Doug Mollin asks: Do you think we can extrapolate anything from Schoen’s first draft into this upcoming draft?
The surprising thing for many last draft was so many “off chalk” picks after the first round:
WanDale 43 (composite big board 94)
Ezeudu 67 (179)
Flott 81 (182)
Bellinger 112 (165)
Belton 114 (197)
McFadden 146 (193)
Davidson 147 (292)
McKethan 173 (338)
Beavers 182 (110)
The Big Board is not the gospel obviously. Was this Schoen looking for his “tough, smart, dependable” players? Seeing value where others didn’t? Being hamstrung a bit without his scouting department fully in place?

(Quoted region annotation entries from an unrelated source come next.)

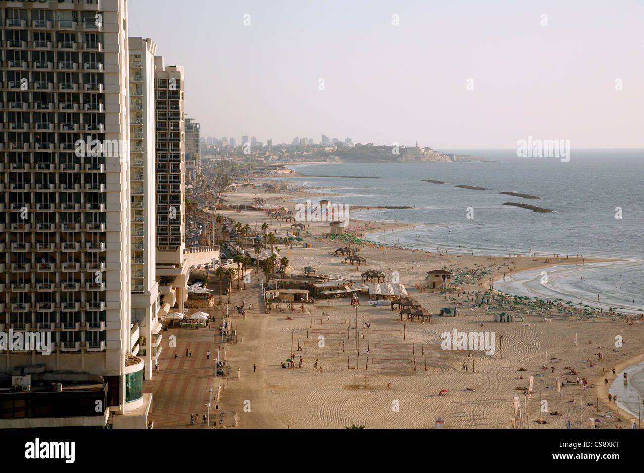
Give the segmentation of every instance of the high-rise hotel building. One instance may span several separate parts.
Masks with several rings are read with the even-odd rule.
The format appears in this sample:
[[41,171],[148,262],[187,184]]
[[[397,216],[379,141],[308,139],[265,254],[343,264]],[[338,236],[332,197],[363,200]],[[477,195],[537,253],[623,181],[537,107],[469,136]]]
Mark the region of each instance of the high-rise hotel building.
[[184,68],[155,57],[156,279],[160,314],[182,311],[190,274],[185,249]]
[[129,181],[131,292],[131,353],[145,362],[152,377],[161,353],[158,321],[155,181],[155,53],[149,38],[130,37]]
[[194,118],[185,119],[185,174],[190,180],[201,171],[201,140],[199,124]]
[[[130,145],[151,131],[131,129],[126,0],[2,2],[0,18],[0,333],[52,348],[0,344],[13,387],[0,391],[0,429],[140,426],[151,395],[130,304],[154,278],[131,266],[142,168]],[[164,246],[182,248],[168,229]]]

Ed says: Maybe it was because last year was his first draft and Schoen wasn’t completely comfortable with the staff around him, but my takeaway from last year was that Joe Schoen trusts himself and his own scouting evaluation above everyone else.
That doesn’t mean he won’t listen — he credited Brandon Brown and Tom McDonnell for pounding the table to pick Daniel Bellinger last year — but Schoen (and pretty much every NFL GM) doesn’t give a hoot about media Big Boards and all of that. They care about players they think will help them, will fit with their coaching staff, and can do the things they want/need done.
The other thing I learned about Schoen is to pay attention to the teams/players he scouts in person, the guys he has dinner with, the guys who come in for 30 visits. As far as I can tell so far, those touch points are really important to him.
Greg DiDonato asks: After the first wave of free agency, amongst these needs (IOL,LB,CB,WR) which do you still see as the most glaring need still?
Ed says: Greg, we have talked about this a lot. On defense, cornerback is the most obvious need. On offense, a starting-caliber center.
David Silver asks: With Nick Gates gone, and Jon Feliciano leaving on a one year deal, the Giants don’t have a credible starter. Was Nick Gates worth $16.8 million over three years? Jon Feliciano was rated at 30 of 36 centers and started. So maybe Joe Schoen didn’t see that much money for Gates, but Feliciano as a backup is not inconceivable. What happened? When you have nobody to try to upgrade from, what kind of negotiating position are you in when trying to land a credible starter? How do you get better at the Center position next year?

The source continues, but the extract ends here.